The season will also brings distinctive, colorful works that aren’t brand-new. Judith Shatin’s Ice Becomes Water, part of Chen’s concerts Sept. 27-28, describes glaciers coming apart. The piece begins with an “ethereal iciness,” Lawyer says, but when the ice cracks, the string players bear down fiercely with their bows. “When the cellist dig down into that, I get chills,” she adds, imitating the scrape with her voice. “It’s the weirdest sound.”

Conductor Mei-Ann Chen, named as ROCO’s first-ever Artistic Partner.   Photo by Kristin Hoebermann.

ROCO will spare a little time for concert-hall standards. Chen’s concerts will include Joseph Haydn’s rousing “London” Symphony; Willis’ Nov. 16 program, Manuel de Falla’s El Amor Brujo. In the season finale next May, Sung will conduct Modest Mussorgsky’s Pictures at an Exhibition in a chamber-orchestra arrangement that’s not to be confused with the familiar Maurice Ravel version.

But even centuries-old music can sometimes take you by surprise. Rountree’s Feb. 8 program includes a score from 18th-century France: Jean-Féry Rebel’s Les Elemens, which describes the elements and the Creation. “It’s such a shock. I’m going to have to play this for you,” Lawyer says, flipping open her tablet computer and calling up a recording. The first sound is a jangling, dissonant fortissimo chord. “It’s chaos,” Lawyer says. “I’m just fascinated by stuff like that.”

The group’s four-concert Unchambered series will spotlight orchestra members who curate their own chamber-music programs, including clarinetists Nathan Williams and Maiko Sasaki on Oct. 19 and French horn player Danielle Kuhlmann on Feb. 22. And the Connections series will take chamber groups outside ROCO’s main venues.

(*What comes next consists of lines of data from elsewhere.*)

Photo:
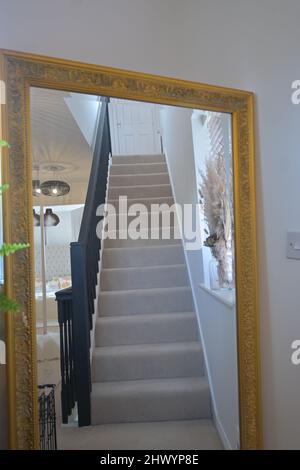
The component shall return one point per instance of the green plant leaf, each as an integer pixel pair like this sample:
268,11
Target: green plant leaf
7,304
10,248
3,187
3,143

Robert Greenberg, music lecturer for The Great Courses, will tie together a Jan. 30 program at Rienzi spotlighting music from three decades: the 1770s, 1870s and 1970s. Lawyer and other musicians will perform March 5 in the enlarged Holocaust Museum Houston, which will contain a new theater. The program will include Adolphe’s other two commissions, each celebrating the life and work of a musician who survived the Holocaust.

“Before ROCO, I was a docent (at the museum) for five years,” Lawyer says. “It was one of the most profound things I ever did–taking seventh-graders through and teaching them about tolerance. It was a huge passion of mine.”